Yes, Orange County. The vote there wasn’t even close: 48% to 52%. Against.
This was not the first time that Orange County voters have told us what’s on their mind. They were presented with two county measures, one in 1984 and another in 1989, asking a small increase in the sales tax to build roads; both times they said no. When Riverside County was asked to approve its version of the same, Measure A passed with 79% of the vote. Orange County treated its sales-tax measure another way: 70% against.
Southern California has historically been a live-and-let-live place. We try to be tolerant of each other’s foibles. The middle class of Glendale pulls its curtains so it does not have to be too disapproving of that wild Hollywood bunch. Riverside and San Bernardino try not to talk about who stole whose railroad. The creative people on the beach attempt to hide their patronization of the burghers of the interior. After all, many of us in Southern California come from different places. We bring our different ways. What we have in common is the dream of Southern California as a vibrant, exciting place.

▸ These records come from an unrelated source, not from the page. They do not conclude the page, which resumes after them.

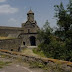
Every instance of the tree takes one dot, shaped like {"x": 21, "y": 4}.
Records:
{"x": 64, "y": 19}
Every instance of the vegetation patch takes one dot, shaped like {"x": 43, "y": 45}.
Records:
{"x": 2, "y": 64}
{"x": 38, "y": 52}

Once a suburban extension of Los Angeles but now a free-standing metropolitan area, Orange County represents the modern fulfillment of that dream. It’s the 26th or 25th, or something like that, strongest economy in the world. It’s a center of commerce and consumerism. It’s big in high tech and higher education and the higher things of life. It is altogether a commendable place, and it is riding for a fall if it doesn’t watch out.

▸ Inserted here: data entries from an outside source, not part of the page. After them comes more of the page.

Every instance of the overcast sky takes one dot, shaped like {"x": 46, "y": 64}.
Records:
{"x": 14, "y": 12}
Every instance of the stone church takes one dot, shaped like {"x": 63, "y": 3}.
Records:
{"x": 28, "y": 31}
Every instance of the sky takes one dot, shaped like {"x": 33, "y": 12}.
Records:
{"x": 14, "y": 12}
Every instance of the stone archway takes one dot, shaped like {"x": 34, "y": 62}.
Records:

Orange County as we know it would not have been able to build from its bedroom community base without the Santa Ana Freeway taking its workers into Los Angeles. Orange County as it now exists would not function if it could not import its work force on the Riverside Freeway.
Orange County is in debt to the freeway system, and Orange County voters do not want to pay that debt. That sets them apart, considerably apart, from their immediate neighbors.

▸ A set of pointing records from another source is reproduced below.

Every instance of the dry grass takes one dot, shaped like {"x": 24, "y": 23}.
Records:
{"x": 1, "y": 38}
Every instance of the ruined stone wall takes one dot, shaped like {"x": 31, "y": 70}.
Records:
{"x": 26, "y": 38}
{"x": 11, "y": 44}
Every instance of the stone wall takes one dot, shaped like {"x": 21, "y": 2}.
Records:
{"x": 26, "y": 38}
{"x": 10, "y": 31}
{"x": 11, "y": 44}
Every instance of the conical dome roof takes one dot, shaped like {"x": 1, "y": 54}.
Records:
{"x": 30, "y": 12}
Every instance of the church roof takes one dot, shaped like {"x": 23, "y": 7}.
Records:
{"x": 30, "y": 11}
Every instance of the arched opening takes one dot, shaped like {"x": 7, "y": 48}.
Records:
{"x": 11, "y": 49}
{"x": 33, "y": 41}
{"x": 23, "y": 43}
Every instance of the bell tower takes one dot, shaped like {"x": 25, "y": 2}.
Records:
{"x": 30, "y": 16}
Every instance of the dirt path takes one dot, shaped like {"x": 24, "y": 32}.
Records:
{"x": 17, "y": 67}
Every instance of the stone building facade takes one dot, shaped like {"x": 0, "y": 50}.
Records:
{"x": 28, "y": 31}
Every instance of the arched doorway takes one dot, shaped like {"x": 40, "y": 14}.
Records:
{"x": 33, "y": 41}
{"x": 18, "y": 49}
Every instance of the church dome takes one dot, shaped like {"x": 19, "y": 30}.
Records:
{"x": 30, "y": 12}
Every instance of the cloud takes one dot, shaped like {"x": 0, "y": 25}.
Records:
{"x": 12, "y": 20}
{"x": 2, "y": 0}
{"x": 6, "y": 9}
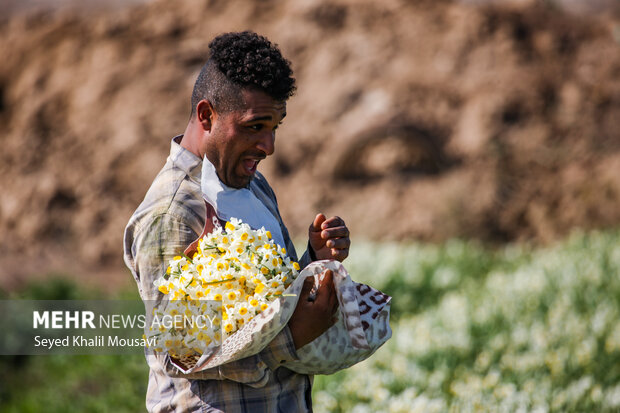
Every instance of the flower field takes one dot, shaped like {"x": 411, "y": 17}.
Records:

As a result of the June vote, they are paying at the gas pump, of course, like any other Californian. As such, they will be entitled to their share of the roads that never would be built if they were the only ones who had voted.
What is to be done, however, with locally generated road money? Build right up to the Orange County line and stop there? As a matter of fact, that’s exactly what is being done. Two lanes are being added to the Riverside Freeway from Old Magnolia Avenue in Riverside to the county line, 85% of the money coming from Riverside County’s Measure A and other local funds. That’s a fine solution! How does it help our commuters to bottleneck them the minute they leave the county?
Twice before--and who knows, perhaps again Tuesday--Orange County has told us that it doesn’t care.
Maybe it will someday. About a decade ago, Orange County housing prices (a $145,000 median in 1981) brought on a labor shortage, and business started to leave. But Orange County got its second wind. It found a work force that was willing to live farther and farther out--in Corona, in Riverside, in Moreno Valley--and spend more and more time on the road. Too many in Orange County obviously think it will never end, that commuters will be willing to put up with longer and longer drives, no matter what. Meanwhile, we’re still waiting for Orange County voters to do something to improve the highway system and make the drive easier for their own expatriates (people from Orange County buy a fourth of the new homes sold in Riverside County).
One of these days, the labor force may decide it’s had enough, and Orange County voters may be forced to look around them. For all of the aversion to paying for roads, Orange County is as dependent on the automobile as anywhere in this automobile-dependent region.
They had almost a clean start and still produced a disconnected, strung-out metropolitan area. They don’t have a center themselves, yet they have ambitions of becoming a downtown center for all of “modern” Los Angeles, which is to say downtown to non-L.A. L.A.
Los Angeles’ way of building Southern California was to reach out, usually in oversized and overpowering and overly clumsy ways. Orange County’s way of building Southern California is to pull back a gnarled, shriveled hand--afraid it might be asked to give a dime in return for the dollar it is taking.